I am working through the material in the Penn State online class STAT 501 Regression Methods. This R script is a personal exercise to translate the concepts and examples illustrated in Minitab into R and SAS. Lesson 3 in STAT 501 is SLR Estimation and Prediction. The SAS version of the code below is posted on my blog.

Overview

This lesson covers confidence intervals for the mean response \(\bar{y}\) and prediction intervals.

R Concepts Worth Noting

  • Create a confidence interval or prediction interval by fitting a model with lm, then creating a data frame data.frame for the explanatory variable test value, then running the predict function using the argument interval="confidence" or interval="prediction".

  • Graph the confidence interval and prediction interval in ggplot. ggplot shows the confidence interval with geom_smoth(method=lm, se=TRUE). To show the prediction interval, create a prediction interval and merge the results into the original data set, then plot the lwr and upr values.

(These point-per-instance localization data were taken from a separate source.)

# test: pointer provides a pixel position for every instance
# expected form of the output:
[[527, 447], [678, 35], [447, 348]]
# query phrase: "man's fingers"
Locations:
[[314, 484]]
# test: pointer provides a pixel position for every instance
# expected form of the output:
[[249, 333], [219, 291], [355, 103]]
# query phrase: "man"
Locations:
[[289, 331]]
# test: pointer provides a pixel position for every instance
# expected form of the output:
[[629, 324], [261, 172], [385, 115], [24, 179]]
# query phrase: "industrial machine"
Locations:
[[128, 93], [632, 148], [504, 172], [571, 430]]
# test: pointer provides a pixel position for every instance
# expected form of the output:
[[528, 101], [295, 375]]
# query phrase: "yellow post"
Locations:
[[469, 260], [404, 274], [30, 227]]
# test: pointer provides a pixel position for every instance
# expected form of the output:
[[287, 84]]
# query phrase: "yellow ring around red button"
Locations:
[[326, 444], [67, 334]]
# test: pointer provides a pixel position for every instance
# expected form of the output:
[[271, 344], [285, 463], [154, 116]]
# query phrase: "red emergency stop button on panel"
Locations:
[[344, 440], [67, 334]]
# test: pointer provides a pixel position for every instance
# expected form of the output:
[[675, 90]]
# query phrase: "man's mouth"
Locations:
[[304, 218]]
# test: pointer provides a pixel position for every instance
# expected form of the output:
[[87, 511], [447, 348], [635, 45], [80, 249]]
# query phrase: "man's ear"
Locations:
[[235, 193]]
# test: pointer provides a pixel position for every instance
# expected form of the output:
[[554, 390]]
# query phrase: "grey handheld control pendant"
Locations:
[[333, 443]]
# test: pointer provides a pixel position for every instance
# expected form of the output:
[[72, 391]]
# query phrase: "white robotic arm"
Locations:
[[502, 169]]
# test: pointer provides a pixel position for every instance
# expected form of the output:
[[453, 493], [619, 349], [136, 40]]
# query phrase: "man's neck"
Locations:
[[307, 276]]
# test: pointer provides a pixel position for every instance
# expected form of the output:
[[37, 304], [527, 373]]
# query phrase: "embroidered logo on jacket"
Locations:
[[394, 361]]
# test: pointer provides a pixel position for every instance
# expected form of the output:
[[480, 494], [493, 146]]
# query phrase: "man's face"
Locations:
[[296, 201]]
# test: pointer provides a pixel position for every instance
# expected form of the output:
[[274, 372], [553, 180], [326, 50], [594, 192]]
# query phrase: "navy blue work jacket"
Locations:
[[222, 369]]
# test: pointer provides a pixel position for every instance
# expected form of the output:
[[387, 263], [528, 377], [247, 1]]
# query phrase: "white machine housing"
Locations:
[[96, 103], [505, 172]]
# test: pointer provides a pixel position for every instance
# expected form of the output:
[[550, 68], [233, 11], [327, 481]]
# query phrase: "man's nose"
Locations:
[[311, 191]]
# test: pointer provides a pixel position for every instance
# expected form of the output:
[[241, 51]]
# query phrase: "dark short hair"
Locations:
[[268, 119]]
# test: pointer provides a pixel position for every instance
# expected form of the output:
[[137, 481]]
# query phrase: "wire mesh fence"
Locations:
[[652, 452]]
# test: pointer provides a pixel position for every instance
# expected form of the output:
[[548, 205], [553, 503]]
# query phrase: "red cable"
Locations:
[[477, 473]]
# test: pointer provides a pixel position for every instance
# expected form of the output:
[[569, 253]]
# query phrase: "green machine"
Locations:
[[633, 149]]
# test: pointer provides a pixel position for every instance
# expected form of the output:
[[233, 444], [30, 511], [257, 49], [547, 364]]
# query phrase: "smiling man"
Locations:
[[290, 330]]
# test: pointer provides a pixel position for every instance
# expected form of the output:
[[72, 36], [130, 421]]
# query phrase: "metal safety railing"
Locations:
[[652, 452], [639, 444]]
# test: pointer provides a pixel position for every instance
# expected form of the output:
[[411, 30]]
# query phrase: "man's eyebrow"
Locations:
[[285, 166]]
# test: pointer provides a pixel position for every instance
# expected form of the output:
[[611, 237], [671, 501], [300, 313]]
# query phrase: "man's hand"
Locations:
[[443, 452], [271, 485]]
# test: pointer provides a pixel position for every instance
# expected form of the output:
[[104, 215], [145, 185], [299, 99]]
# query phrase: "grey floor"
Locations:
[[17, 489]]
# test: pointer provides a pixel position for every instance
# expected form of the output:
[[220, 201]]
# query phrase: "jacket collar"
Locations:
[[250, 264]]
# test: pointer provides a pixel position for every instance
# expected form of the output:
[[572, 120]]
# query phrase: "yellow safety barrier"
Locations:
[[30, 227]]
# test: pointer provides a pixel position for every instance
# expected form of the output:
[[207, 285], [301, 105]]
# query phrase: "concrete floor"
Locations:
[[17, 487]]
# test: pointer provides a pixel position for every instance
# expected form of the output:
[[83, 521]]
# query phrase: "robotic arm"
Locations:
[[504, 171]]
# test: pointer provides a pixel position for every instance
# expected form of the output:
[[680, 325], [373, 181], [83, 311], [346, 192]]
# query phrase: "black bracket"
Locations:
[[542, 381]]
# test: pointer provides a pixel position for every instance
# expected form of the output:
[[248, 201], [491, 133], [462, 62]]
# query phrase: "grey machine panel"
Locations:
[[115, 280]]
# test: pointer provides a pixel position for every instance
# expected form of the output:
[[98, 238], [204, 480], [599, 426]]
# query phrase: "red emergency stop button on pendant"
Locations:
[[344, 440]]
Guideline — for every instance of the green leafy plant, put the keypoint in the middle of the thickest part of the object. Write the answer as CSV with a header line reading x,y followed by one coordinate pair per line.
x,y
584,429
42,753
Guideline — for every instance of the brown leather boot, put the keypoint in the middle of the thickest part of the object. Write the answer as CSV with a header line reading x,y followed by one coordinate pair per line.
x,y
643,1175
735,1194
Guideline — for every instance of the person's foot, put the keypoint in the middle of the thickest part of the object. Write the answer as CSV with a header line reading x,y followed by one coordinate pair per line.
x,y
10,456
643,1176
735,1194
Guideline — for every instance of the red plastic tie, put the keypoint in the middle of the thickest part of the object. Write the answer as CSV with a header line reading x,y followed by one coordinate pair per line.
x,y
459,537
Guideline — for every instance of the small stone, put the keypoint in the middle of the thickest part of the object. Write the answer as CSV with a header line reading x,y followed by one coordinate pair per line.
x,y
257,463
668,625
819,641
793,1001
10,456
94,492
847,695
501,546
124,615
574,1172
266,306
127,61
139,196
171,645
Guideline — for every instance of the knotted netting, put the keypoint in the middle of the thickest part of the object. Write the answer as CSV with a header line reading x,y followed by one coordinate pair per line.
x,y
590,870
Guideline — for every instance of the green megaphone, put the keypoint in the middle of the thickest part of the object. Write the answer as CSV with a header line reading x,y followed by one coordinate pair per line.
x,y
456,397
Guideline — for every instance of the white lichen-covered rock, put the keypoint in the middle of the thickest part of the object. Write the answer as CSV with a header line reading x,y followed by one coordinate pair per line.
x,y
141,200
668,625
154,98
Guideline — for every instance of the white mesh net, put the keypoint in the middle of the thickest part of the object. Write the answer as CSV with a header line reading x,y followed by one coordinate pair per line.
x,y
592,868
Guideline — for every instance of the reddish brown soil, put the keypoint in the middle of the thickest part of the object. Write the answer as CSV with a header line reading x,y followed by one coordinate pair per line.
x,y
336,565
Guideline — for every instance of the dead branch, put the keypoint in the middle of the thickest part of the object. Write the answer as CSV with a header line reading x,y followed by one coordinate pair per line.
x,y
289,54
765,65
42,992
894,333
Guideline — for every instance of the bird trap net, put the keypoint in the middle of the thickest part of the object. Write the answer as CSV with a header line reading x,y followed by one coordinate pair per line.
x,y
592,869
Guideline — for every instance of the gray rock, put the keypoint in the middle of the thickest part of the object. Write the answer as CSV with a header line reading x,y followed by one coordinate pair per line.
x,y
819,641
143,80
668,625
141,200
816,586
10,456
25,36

Data Management for this Module

library(readr)
library(ggplot2)
library(dplyr)
## 
## Attaching package: 'dplyr'
## The following objects are masked from 'package:stats':
## 
##     filter, lag
## The following objects are masked from 'package:base':
## 
##     intersect, setdiff, setequal, union
library(alr3)
## Warning: package 'alr3' was built under R version 3.4.3
## Loading required package: car
## Warning: package 'car' was built under R version 3.4.3
## 
## Attaching package: 'car'
## The following object is masked from 'package:dplyr':
## 
##     recode
# skincancer is a fixed-width data file.
# Mortality due to skin cancer (number of deaths per 10 million people), and 
# U.S. state latitude and longitude at center of state for n=49 states.
skincancer <- read_fwf(
  file="https://onlinecourses.science.psu.edu/stat501/sites/onlinecourses.science.psu.edu.stat501/files/data/skincancer.txt", 
  skip = 1,
  fwf_widths(c(25, 9, 7, 5, 5), c('state','lat','mort','ocean','lon')))
## Parsed with column specification:
## cols(
##   state = col_character(),
##   lat = col_double(),
##   mort = col_integer(),
##   ocean = col_integer(),
##   lon = col_double()
## )
#head(skincancer)
#summarise(skincancer, n=n())
# hospitalinfct_reg1and2 is a tab-delimited data file.
# Infection risk (percent of patients who get an infection) and average length 
# of stay (in days) in a sample of n=58 hospitals in the east and north 
# central U.S.
url <- 'https://onlinecourses.science.psu.edu/stat501/sites/onlinecourses.science.psu.edu.stat501/files/data/hospitalinfct_reg1and2.txt'
hospitalinfct_reg1and2 <- read.table(url, sep = '\t', header = TRUE, fileEncoding = "UTF-16LE")
#head(hospitalinfct_reg1and2)
#summarise(hospitalinfct_reg1and2, n=n())

3.1 Research Questions

\(\hat y_h = b_0 + b_1x_h\) is the mean response \(\mu_Y\) when the predictor value is \(x_h\), and it is the best guess of a new response \(y_{new}\) when the predictor value is \(x_h\).

For example,

The problem with the answers to the two research questions is that we would have obtained a different answer if we had selected a different random sample. There should be a confidence interval for \(\mu_y\) and a prediction interval for \(y_{new}\).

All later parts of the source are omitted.